彼女たちは一様に床に跪き、まるで神を仰ぐような、熱烈で狂信的な眼差しを向けてくる。

その中心に立つ筆頭侍女のイネスが、慈しむような笑みを浮かべて近づいてきた。

 

(うわ、出た。チュートリアルNPCのイネス。設定では『聖女を崇拝するあまり、入浴後の残り湯を聖水として服用している』ヤバい女だ……!)

 

「皆様、聖女様がお目覚めです。さあ、本日も世界を癒やす清らかな一日を始めましょう」

 

イネスが差し出してきた手に、反射的に自分の手を重ねてしまう。

おじさんのガサついた手ではない。白磁のように白く、指先まで完璧に整えられた、触れれば折れてしまいそうな美少女の手。

彼女の指先が俺の掌をなぞった瞬間、ぞわっと鳥肌が立った。

 

(やべえ、今『女の手に触られてビビる』っていうチェリーな反応しちゃった……!)

 

【純潔指数:99.90%(↓下降中)】

 

(減ってる! どんどん減ってる!! 落ち着け、俺。いや、私! 私は聖女! 私は世界で一番清らかな美少女! おじさんなんて最初から存在しない、いいね!?)

 

必死で脳内のおじさんを深淵へと押し込み、ゲーム内での彼女の台詞回しをトレースする。
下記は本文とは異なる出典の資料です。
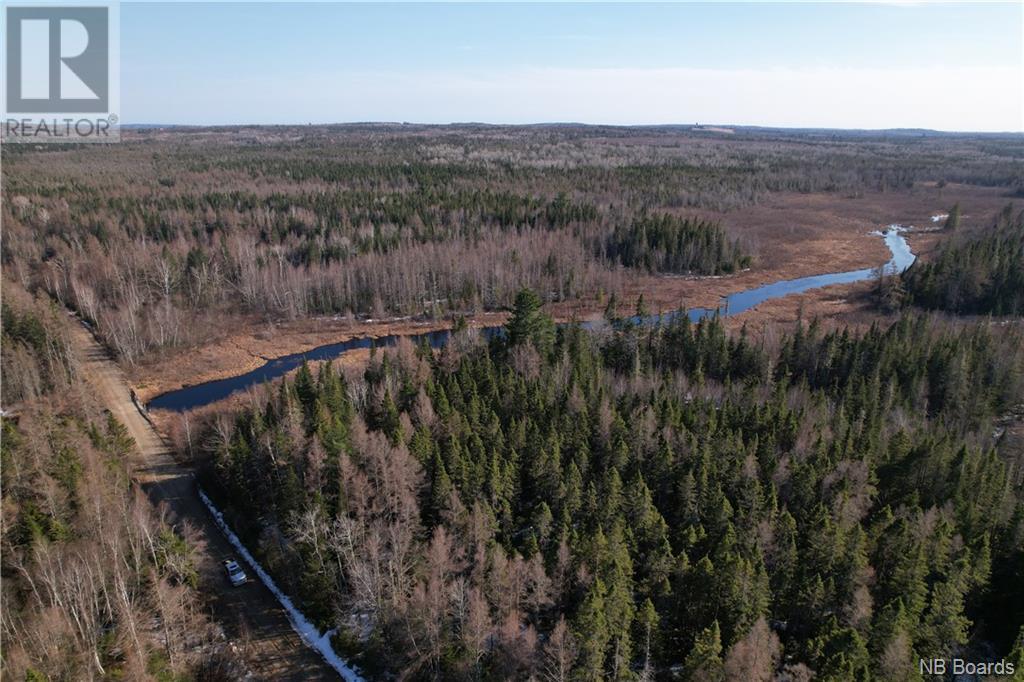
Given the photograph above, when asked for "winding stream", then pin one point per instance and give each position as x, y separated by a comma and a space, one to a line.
211, 391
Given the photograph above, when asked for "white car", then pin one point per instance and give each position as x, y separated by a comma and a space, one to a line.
235, 572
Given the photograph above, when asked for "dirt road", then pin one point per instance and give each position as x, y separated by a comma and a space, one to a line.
251, 615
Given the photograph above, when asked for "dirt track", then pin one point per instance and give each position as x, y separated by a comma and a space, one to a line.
250, 614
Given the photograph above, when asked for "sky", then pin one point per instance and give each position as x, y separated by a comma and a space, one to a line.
878, 65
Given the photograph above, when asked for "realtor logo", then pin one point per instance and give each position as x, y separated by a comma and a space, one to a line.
59, 59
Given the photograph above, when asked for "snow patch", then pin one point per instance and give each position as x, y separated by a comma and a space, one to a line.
306, 630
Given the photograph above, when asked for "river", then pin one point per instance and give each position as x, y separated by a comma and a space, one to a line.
202, 394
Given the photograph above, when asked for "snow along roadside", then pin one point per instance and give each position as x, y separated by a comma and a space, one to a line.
306, 630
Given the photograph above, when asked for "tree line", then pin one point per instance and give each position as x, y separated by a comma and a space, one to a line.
645, 503
95, 583
164, 243
977, 273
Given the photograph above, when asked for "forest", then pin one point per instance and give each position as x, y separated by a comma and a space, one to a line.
979, 273
172, 238
832, 499
646, 503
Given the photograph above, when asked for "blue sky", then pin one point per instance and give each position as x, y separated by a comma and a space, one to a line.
949, 67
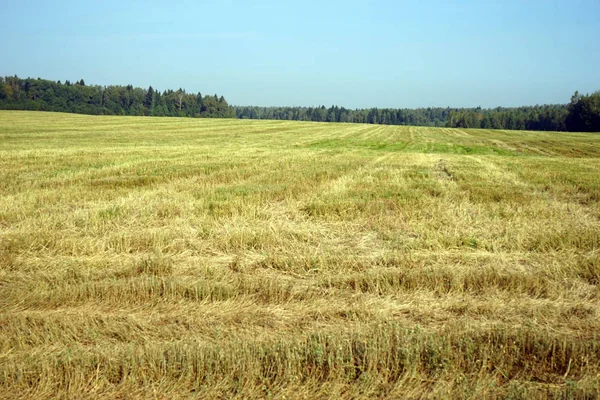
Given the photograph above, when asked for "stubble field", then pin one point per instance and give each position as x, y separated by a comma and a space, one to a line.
182, 258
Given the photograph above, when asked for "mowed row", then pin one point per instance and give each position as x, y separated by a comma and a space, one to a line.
180, 258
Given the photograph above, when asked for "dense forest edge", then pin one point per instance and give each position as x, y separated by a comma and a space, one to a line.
582, 114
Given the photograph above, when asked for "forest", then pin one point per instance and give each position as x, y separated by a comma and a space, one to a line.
582, 114
45, 95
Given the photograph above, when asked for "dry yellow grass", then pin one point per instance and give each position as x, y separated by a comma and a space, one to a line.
181, 258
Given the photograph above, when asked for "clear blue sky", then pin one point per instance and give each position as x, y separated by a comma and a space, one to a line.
379, 53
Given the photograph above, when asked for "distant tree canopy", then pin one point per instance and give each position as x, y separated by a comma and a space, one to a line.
584, 113
547, 117
44, 95
581, 114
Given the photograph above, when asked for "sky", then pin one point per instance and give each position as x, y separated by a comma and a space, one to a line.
357, 54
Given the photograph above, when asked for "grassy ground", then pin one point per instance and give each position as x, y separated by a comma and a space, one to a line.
181, 258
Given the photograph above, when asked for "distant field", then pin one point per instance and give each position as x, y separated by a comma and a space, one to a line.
181, 258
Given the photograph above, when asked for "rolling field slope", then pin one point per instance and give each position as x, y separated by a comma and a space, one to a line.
182, 258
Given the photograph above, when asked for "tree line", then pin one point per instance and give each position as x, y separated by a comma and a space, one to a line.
582, 114
45, 95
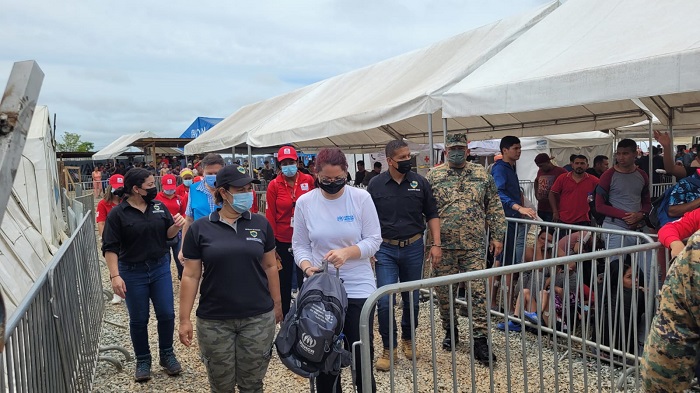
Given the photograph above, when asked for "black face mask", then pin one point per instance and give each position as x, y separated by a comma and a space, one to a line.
332, 188
404, 166
150, 194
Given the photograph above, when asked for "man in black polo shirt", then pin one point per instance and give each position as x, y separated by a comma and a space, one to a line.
404, 201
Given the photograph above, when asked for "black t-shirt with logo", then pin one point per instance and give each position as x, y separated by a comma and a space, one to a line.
137, 236
234, 284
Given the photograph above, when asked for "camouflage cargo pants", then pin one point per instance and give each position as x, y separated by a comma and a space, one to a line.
236, 352
457, 261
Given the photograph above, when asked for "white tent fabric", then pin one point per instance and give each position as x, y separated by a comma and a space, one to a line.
581, 67
121, 145
33, 226
233, 131
363, 109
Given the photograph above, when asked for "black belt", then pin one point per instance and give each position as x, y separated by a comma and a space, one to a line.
405, 242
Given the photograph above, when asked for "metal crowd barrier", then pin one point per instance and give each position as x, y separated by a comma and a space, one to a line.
588, 339
52, 338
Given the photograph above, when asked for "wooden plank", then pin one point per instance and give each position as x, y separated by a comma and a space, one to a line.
16, 111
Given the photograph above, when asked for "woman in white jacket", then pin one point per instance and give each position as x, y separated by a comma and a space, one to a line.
339, 223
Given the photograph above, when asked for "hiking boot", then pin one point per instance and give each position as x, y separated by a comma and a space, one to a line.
407, 349
481, 351
384, 362
447, 342
143, 370
169, 362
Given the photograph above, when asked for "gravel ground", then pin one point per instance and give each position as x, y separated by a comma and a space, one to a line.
279, 379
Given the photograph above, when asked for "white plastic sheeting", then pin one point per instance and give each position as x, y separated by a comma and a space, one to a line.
580, 68
120, 145
32, 228
365, 108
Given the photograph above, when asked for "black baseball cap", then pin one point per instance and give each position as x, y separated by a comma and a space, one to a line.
234, 175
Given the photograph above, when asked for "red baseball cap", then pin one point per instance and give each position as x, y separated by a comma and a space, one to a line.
286, 152
168, 182
116, 181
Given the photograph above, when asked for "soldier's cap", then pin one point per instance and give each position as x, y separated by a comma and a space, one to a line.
542, 158
456, 140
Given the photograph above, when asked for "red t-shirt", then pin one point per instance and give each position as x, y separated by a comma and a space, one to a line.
175, 204
543, 183
573, 197
182, 190
280, 203
103, 209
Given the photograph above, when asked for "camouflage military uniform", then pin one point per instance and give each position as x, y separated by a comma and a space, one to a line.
236, 352
468, 204
670, 352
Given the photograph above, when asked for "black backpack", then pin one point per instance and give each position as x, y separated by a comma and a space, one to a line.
310, 340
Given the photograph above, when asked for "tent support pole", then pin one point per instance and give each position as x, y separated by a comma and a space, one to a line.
444, 130
430, 140
250, 161
651, 155
670, 135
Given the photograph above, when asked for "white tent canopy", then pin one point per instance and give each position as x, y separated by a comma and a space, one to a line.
582, 67
122, 144
365, 108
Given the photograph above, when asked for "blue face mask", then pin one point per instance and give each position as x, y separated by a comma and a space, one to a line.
289, 170
242, 202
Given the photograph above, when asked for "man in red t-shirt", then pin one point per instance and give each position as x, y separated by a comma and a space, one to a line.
544, 180
175, 204
282, 194
183, 189
571, 194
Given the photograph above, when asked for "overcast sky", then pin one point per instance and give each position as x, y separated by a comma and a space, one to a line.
118, 67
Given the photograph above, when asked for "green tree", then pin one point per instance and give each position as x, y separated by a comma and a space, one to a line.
72, 142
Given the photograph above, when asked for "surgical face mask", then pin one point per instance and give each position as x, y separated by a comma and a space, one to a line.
151, 194
404, 166
456, 157
210, 180
332, 187
289, 170
242, 202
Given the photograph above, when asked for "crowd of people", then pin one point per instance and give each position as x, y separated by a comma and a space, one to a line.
248, 263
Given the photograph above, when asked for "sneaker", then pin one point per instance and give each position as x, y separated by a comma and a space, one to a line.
481, 351
143, 370
447, 342
407, 348
532, 317
384, 362
169, 362
116, 299
512, 326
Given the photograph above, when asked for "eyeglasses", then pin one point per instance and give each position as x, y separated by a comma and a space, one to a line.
336, 180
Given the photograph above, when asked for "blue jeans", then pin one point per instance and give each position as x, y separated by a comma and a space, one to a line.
514, 245
396, 264
145, 282
175, 250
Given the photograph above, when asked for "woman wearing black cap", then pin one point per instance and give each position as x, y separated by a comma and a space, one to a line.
239, 303
134, 246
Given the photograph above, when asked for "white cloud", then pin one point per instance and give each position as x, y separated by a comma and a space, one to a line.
119, 67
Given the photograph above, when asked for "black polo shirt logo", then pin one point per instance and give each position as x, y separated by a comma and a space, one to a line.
253, 236
414, 185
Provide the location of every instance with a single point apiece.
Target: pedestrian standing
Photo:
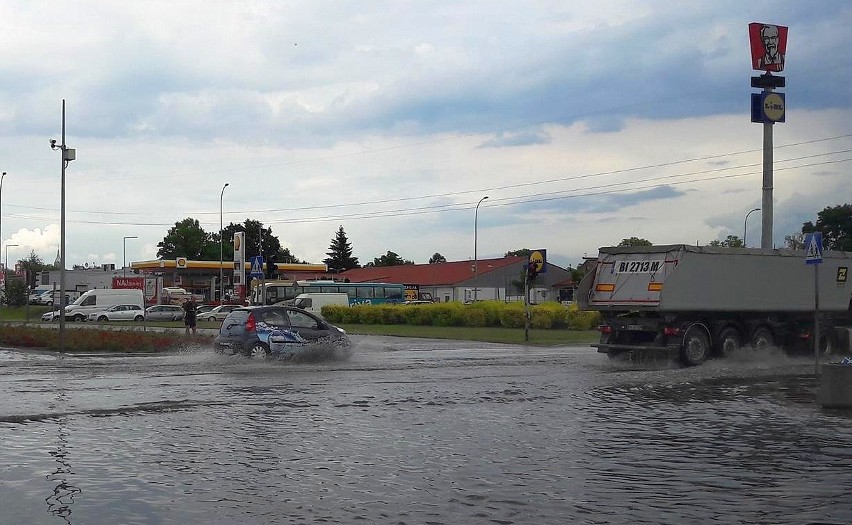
(189, 315)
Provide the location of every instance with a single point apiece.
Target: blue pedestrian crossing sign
(813, 248)
(257, 266)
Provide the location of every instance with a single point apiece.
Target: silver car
(164, 312)
(219, 313)
(119, 312)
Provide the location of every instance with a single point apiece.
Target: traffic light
(271, 268)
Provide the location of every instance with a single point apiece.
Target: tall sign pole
(768, 54)
(68, 154)
(813, 256)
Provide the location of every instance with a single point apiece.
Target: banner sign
(239, 259)
(768, 46)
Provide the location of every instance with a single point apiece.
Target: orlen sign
(133, 283)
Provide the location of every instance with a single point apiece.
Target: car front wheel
(258, 351)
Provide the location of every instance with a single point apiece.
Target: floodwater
(418, 431)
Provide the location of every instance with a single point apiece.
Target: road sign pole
(526, 305)
(816, 319)
(766, 201)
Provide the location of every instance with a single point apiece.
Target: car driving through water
(281, 331)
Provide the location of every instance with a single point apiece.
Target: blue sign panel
(257, 266)
(813, 248)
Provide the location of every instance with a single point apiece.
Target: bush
(92, 340)
(583, 320)
(512, 316)
(550, 315)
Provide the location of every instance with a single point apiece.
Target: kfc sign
(132, 283)
(768, 46)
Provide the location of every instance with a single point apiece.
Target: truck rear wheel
(827, 342)
(762, 338)
(696, 346)
(730, 341)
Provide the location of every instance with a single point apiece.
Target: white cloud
(572, 118)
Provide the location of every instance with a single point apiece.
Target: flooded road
(418, 431)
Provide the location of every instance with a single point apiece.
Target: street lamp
(1, 205)
(745, 225)
(68, 154)
(475, 265)
(124, 258)
(5, 269)
(221, 271)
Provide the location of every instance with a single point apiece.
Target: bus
(359, 293)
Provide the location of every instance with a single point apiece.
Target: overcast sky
(583, 122)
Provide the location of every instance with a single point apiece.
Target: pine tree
(340, 253)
唇をわずかに震わせ、慈愛に満ちた、それでいてどこか儚げな微笑を形作った。

 

「……ええ、おはよう、イネス。皆も……。今日も、主の光が皆様に降り注ぎますように」

 

完璧だ。

自分の声ながら、聞き惚れるほどに「聖女」している。

侍女たちは感極まったように溜息を漏らし、数人は涙ぐんで祈りを捧げ始めた。ちょろい。これならいける。

 

だが、イネスの次の言葉に、思考は氷結した。

 

「さあ、まずは御身を清めましょう。昨夜の汗を流し、その尊きお身体を磨き上げるお時間です。……さあ、寝着をお脱ぎくださいませ」

 

(…………は?)

 

イネスの手が、寝着の襟元にかかる。

指先が鎖骨をかすめ、薄い布地が肩から滑り落ちようとする。

 

(ちょっと待て。清めるって何。お身体を拭く……? まさか、全裸にする気か!? この、今まさに開発されたばかりの、処女膜から毛穴の数まで設定されているであろう完璧な肉体を、他人の前で、真っ裸に!?)

 

鏡の中の自分が、屈辱と羞恥に頬を染め、瞳に涙を浮かべている。

その「聖女の恥じらい」という最高のスパイスに、侍女たちの眼差しはさらに濁った熱を帯びていく。

 

「セレーナ様? どうされました、そんなに震えて……。大丈夫ですよ、私たちが隅々まで、丁寧に、慈しみを持って、お拭きいたしますから」

 

イネスの瞳の奥に、隠しきれない独占欲が宿る。

彼女たちの手が一斉に伸びてくる。

俺の、まだ自分でも全容を把握していない「女の子」の身体を、暴き、弄ぶために。

 

(……詰んだ。これ、脱がされた瞬間に精神が耐えきれなくて、純潔指数がゼロになる。世界が滅ぶ。俺の羞恥心一つで、この世界の全人類が巻き添えだ……!!)

 

【純潔指数:98.50%(↓急速に下降中)】

 

「さあ、セレーナ様。……すべて、私にお預けください」

 

薄いシルクが、音もなく床に落ちた。

肌に触れる冷たい空気。そして、自分のものではない複数の視線が、俺の柔らかな肌を舐めるように這い回る。

 

(やめろ……来るな! 見ないでくれ! そこは、そこだけはまだ俺も見てな――っ!!)

 

絶望の悲鳴を上げようとした喉から、可愛らしい、くぐもった吐息が漏れる。

聖女セレーナの、世界で一番過酷な一日が始まった。